SmallBusiness.co.uk has teamed up with Carole Spiller, associate solicitor in the commercial dispute resolution team at law firm Weightmans, to provide finance tips to help you come through the downturn stronger:

1. Be clear who you are contracting with - Limited Company / Partnership / Sole Trader? Often organisations have an official registered company name and trading name. Sometimes, there are several companies with similar names, for example X(1) Limited, X(2) Limited and X(3) Limited. Ensure you know who you are dealing with and be consistent in your paperwork.

2. Keep your paperwork in order including notes of conversations, purchase orders, delivery notes, invoices, receipts and correspondence. You may need to rely on these documents in future litigation - well kept, written evidence will be preferred.

3. Ensure your contracts are clear, concise and in writing. Oral contracts can cause problems.

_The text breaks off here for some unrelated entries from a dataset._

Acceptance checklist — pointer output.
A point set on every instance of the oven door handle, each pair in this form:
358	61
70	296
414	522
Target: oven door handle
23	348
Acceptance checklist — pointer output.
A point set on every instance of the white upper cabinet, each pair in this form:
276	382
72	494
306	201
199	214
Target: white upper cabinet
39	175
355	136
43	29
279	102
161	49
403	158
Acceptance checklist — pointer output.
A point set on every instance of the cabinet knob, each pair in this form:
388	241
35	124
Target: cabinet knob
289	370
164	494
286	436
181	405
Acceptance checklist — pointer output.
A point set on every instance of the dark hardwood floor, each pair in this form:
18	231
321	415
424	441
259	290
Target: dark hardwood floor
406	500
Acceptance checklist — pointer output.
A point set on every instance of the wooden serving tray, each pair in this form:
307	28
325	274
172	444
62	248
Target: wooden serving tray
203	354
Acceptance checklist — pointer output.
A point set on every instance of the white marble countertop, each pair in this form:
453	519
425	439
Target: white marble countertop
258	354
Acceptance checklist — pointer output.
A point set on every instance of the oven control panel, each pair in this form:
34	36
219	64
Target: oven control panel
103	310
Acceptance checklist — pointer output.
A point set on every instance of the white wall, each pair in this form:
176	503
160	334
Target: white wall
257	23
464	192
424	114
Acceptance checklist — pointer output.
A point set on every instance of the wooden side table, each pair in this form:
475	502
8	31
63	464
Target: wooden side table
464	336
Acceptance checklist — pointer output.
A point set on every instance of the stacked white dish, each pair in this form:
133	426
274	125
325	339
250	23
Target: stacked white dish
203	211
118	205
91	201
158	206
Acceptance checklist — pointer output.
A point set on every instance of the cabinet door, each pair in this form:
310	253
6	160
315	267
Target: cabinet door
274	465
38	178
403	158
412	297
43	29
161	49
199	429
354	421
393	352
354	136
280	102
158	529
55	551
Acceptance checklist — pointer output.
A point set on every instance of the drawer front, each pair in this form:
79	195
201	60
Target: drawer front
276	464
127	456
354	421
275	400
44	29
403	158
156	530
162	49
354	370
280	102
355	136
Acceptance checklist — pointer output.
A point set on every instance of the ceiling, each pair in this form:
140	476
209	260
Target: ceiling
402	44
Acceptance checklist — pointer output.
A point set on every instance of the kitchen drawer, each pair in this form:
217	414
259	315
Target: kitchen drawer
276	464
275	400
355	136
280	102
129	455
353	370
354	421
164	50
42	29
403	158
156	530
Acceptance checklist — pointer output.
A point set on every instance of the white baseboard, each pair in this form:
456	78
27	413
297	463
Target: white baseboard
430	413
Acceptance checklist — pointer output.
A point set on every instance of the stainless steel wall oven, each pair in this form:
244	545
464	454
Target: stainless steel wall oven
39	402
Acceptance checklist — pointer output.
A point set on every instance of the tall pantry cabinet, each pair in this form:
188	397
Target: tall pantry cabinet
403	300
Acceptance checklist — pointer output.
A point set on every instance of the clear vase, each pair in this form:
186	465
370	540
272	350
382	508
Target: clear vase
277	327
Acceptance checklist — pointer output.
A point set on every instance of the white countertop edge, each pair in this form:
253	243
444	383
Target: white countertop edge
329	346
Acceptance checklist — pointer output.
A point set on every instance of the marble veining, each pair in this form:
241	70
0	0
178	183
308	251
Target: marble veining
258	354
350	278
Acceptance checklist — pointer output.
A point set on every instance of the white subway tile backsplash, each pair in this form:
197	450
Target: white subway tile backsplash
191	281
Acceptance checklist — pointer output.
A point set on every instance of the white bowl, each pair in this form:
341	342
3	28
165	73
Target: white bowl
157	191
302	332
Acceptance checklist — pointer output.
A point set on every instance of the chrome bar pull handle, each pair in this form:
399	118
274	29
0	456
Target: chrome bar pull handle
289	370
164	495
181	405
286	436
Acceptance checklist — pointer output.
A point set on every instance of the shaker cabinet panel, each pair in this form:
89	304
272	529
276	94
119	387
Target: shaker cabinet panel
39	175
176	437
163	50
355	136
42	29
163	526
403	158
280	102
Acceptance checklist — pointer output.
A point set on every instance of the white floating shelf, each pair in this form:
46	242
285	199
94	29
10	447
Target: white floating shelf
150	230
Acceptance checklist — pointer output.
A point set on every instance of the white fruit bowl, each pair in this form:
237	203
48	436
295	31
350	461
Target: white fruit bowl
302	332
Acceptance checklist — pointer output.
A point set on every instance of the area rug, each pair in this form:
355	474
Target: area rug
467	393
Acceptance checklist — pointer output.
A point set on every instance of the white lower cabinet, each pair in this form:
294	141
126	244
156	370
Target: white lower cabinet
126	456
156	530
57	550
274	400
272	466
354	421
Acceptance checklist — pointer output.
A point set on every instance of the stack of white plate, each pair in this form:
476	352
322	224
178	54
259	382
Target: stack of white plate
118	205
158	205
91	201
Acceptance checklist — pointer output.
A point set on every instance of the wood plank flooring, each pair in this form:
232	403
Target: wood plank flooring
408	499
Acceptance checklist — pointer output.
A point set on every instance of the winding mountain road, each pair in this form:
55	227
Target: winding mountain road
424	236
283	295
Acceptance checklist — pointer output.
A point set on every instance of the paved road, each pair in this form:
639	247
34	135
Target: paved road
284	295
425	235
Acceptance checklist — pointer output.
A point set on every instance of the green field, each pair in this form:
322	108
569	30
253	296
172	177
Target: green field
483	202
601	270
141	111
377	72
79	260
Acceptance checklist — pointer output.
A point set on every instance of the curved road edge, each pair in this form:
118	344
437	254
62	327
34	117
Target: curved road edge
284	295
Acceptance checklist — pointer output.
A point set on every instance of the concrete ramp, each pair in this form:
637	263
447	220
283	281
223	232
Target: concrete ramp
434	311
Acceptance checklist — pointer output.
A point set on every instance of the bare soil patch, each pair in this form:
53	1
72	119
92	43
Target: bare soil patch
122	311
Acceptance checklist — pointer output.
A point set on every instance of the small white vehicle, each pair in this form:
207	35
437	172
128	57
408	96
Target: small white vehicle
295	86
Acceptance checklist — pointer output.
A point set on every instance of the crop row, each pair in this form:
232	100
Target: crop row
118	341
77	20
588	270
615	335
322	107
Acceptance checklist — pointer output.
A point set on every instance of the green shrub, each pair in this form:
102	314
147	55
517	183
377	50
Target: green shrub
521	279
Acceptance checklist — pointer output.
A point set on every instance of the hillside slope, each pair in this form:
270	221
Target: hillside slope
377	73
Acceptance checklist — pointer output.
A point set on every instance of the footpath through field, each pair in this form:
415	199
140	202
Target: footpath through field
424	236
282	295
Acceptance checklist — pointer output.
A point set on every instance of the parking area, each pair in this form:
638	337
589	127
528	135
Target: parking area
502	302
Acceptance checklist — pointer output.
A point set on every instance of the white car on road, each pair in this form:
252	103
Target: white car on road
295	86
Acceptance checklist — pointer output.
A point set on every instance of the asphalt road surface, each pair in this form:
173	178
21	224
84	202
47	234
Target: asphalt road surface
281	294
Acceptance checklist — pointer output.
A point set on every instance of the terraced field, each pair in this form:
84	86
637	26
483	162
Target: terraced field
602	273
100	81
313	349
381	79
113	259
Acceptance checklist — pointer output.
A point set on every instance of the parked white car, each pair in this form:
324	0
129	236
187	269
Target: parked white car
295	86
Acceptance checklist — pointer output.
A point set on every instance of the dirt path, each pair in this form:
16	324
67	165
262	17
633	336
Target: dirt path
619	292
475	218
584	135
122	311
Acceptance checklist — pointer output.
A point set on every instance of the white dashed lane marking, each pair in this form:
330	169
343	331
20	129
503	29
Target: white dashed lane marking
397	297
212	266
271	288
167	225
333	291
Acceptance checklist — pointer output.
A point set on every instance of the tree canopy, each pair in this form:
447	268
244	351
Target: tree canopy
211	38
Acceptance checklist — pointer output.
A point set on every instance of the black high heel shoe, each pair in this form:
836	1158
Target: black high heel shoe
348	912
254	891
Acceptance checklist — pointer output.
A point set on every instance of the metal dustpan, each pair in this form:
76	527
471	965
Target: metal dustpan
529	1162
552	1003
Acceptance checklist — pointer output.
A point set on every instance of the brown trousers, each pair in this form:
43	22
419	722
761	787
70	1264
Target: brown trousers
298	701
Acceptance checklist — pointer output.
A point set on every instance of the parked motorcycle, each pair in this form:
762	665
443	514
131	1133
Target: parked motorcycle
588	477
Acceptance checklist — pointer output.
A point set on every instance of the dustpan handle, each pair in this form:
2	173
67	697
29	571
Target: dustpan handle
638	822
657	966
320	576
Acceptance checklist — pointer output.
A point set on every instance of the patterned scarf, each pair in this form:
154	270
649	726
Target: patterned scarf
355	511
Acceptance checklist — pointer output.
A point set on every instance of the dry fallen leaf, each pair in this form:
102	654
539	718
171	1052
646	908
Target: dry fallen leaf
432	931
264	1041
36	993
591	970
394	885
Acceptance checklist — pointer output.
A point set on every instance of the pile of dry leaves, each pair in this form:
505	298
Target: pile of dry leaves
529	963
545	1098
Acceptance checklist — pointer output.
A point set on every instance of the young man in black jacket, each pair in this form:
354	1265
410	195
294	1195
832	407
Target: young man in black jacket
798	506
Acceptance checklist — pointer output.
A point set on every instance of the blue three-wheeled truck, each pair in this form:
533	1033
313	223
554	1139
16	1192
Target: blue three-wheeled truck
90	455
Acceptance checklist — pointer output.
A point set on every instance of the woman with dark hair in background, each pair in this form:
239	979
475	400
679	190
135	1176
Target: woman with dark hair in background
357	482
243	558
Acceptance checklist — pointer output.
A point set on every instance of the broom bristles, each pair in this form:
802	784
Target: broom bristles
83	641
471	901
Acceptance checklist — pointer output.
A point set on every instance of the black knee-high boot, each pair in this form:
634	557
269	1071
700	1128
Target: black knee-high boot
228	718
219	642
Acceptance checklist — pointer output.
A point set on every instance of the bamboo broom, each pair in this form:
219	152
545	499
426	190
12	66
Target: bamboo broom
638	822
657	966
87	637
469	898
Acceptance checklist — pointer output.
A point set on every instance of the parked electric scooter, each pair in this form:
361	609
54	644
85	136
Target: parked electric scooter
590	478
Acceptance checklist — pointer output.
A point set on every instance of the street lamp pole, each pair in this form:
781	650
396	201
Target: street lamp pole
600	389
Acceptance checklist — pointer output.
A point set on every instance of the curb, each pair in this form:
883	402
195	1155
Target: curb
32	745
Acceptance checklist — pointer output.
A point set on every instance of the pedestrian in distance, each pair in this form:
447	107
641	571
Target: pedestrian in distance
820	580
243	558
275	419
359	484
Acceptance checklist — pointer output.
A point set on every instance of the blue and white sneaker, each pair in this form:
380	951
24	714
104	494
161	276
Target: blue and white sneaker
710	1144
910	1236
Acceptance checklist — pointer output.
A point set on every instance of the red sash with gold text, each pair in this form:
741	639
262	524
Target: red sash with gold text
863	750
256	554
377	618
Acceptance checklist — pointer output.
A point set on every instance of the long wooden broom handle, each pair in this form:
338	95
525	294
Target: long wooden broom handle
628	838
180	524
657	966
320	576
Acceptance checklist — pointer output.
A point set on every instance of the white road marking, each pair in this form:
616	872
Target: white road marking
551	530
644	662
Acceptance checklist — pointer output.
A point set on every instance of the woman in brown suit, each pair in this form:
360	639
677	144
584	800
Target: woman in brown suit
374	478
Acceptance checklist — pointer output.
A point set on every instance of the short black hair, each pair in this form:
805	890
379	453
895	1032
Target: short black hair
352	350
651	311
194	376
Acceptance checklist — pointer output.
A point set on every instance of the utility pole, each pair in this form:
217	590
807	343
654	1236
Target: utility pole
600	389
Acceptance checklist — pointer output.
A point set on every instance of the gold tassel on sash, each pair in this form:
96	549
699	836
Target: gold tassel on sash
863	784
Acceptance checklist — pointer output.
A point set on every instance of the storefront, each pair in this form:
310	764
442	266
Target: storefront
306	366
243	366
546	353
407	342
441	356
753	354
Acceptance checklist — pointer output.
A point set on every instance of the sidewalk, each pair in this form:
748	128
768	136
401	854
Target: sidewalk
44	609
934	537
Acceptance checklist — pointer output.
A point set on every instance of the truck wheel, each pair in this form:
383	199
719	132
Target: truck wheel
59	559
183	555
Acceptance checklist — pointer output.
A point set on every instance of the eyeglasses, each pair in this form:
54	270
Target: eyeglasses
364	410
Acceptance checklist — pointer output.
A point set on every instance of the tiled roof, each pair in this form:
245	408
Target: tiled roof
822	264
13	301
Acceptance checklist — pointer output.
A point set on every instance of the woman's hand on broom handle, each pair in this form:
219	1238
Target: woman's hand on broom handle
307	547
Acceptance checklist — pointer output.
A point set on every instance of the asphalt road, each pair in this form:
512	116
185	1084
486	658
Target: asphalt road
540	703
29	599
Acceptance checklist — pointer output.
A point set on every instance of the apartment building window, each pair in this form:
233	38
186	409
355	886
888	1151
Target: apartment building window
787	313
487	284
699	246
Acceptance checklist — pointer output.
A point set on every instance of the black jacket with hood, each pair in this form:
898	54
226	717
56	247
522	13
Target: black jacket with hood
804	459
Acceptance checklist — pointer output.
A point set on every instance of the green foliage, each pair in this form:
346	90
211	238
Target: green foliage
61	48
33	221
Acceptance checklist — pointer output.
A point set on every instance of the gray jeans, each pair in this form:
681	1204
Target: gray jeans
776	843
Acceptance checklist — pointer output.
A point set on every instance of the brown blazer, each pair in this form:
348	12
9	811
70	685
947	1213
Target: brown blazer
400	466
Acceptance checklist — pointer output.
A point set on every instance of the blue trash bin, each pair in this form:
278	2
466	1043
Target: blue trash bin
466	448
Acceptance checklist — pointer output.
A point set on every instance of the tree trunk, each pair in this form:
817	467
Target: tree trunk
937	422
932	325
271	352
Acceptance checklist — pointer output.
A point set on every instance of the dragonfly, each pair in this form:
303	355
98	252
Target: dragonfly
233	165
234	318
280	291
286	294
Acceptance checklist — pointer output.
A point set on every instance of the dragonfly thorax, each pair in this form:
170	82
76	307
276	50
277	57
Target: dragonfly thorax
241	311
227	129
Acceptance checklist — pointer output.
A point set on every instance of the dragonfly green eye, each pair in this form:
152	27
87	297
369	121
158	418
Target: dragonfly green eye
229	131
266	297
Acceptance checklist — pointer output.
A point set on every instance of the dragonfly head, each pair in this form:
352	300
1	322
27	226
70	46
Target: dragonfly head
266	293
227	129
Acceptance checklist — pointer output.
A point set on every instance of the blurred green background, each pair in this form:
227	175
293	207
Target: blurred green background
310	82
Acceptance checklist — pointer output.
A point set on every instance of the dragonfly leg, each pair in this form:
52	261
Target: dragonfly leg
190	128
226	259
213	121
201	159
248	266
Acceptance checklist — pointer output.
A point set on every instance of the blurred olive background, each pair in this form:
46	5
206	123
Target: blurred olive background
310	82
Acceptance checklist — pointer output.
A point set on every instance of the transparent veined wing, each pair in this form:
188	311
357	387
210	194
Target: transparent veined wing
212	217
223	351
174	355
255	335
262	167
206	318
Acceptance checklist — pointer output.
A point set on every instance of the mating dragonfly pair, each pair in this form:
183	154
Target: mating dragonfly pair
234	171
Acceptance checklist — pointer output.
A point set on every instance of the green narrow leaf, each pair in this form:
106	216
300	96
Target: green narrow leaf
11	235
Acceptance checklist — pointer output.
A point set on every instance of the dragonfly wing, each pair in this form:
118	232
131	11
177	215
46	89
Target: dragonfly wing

Even where relationships start off amicably, when difficulties arise both parties are likely to have different recollections as to the pertinent terms

4. Ensure that your Terms and Conditions accurately reflect how you do business. Have they been revised to reflect recent changes to your business (e.g. internet sales and online payment)?

5. Consider what safeguards could be included in your Terms and Conditions e.g. a retention of title clause to prevent title in goods passing to the purchaser before payment.

6. Ask new customers for trade references and verify them. Don’t just take them at face value. Put credit limits in place and monitor them regularly.

7. Put procedures in place to detect when accounts are unpaid and to trigger debt collection. Act quickly to recover your debts: you may not be the only one looking for payment.

8. Don’t throw good money after bad if a customer stops paying. Stop supplying until their account is brought up-to-date

9. Evaluate whether particular customer contracts remain valuable to your business. The old adage: “Turnover is vanity, profit is sanity” is never truer than in a slowing market. Is the contract still profitable? If not, concentrate on those contracts which offer better margins.

10.
Talk to debtors early. Awkward, demanding letters usually find their way to the bottom of the pile. A phone call can elicit a more honest response. Even if it’s bad news, knowing that sooner enables you to plan ahead.

11. Consider factoring or invoice finance. If you already do this check to see whether you are getting the best deal. Consider whether you are becoming exposed under personal guarantees by continuing to supply financially vulnerable customers.

12.
Don’t be afraid to establish a reputation for stringent credit control and debt recovery. If you have provided a service or supplied goods, you are entitled to be paid and should be prepared to use all the tools in your armoury (including, if needs be, your lawyer) to recover the sums due to you. Let’s face it: the contract is only worth it if you actually get paid.

Only those businesses that regularly re-evaluate their contracts, monitor and respond effectively to slow or non-payment and implement debt recovery, will be able to maintain their cash flow in tight financial times. Make sure you are not another credit crunch statistic - take control of the purse strings to ensure your business moves from strength to strength.